Eyeo2012 – Jennifer Pahlka

“Jennifer Pahlka is the founder and executive director of Code for America. She recently served as the U.S. Deputy Chief Technology Officer in the White House Office of Science and Technology Policy, where she architected and helped found the United States Digital Service. She is known for her TED talk, Coding a Better Government, and is the recipient of several awards, including MIT’s Kevin Lynch Award, the Oxford Internet Institute’s Internet and Society Award, and the National Democratic Institute’s Democracy Award. She spent eight years at CMP Media, where she ran the Game Developers Conference, Game Developer magazine, Gamasutra.com, and the Independent Games Festival.
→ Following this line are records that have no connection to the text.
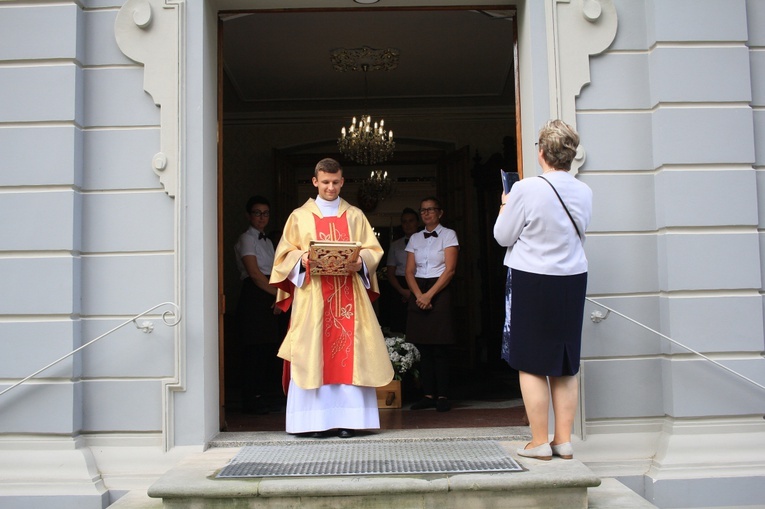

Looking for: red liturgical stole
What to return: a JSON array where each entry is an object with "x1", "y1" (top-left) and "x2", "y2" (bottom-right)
[{"x1": 314, "y1": 214, "x2": 355, "y2": 385}]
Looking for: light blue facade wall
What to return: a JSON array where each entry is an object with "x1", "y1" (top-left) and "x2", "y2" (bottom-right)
[
  {"x1": 0, "y1": 1, "x2": 177, "y2": 435},
  {"x1": 577, "y1": 0, "x2": 765, "y2": 421}
]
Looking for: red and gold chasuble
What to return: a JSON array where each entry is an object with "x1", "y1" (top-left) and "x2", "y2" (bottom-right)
[{"x1": 314, "y1": 215, "x2": 355, "y2": 385}]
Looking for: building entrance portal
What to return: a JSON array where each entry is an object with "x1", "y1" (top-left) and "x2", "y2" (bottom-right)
[{"x1": 218, "y1": 7, "x2": 523, "y2": 431}]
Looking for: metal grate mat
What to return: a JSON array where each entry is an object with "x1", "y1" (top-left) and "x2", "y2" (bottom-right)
[{"x1": 216, "y1": 440, "x2": 523, "y2": 478}]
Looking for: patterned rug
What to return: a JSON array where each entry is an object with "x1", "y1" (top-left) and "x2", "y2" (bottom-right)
[{"x1": 216, "y1": 439, "x2": 523, "y2": 478}]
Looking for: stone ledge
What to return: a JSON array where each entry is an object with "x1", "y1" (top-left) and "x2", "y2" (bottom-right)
[{"x1": 148, "y1": 437, "x2": 600, "y2": 508}]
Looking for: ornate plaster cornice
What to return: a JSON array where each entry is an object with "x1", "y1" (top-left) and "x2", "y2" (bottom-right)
[
  {"x1": 548, "y1": 0, "x2": 617, "y2": 174},
  {"x1": 114, "y1": 0, "x2": 185, "y2": 197}
]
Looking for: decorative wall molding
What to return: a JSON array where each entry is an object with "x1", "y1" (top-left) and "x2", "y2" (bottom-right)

Previously, she ran the Web 2.0 and Gov 2.0 events for TechWeb, in conjunction with O’Reilly Media. She is a graduate of Yale University.” This is the website for code of america:

I appreciate one that she is a woman in tech. She also works to bridge the gap with the government and technology advancements. By using crowd sourcing, she bridges the gap between policy making and data driven information.Jennifer talks about how Code for America re-thinks, and re-makes our interactions with government, and why. I admire her approach to making design applicable to all aspects. Theres several areas where design can be used to make experiences more efficient. This is clearly one of them.

Its important for our government to be well informed. Tech can take away the lengthy process for the government to access information.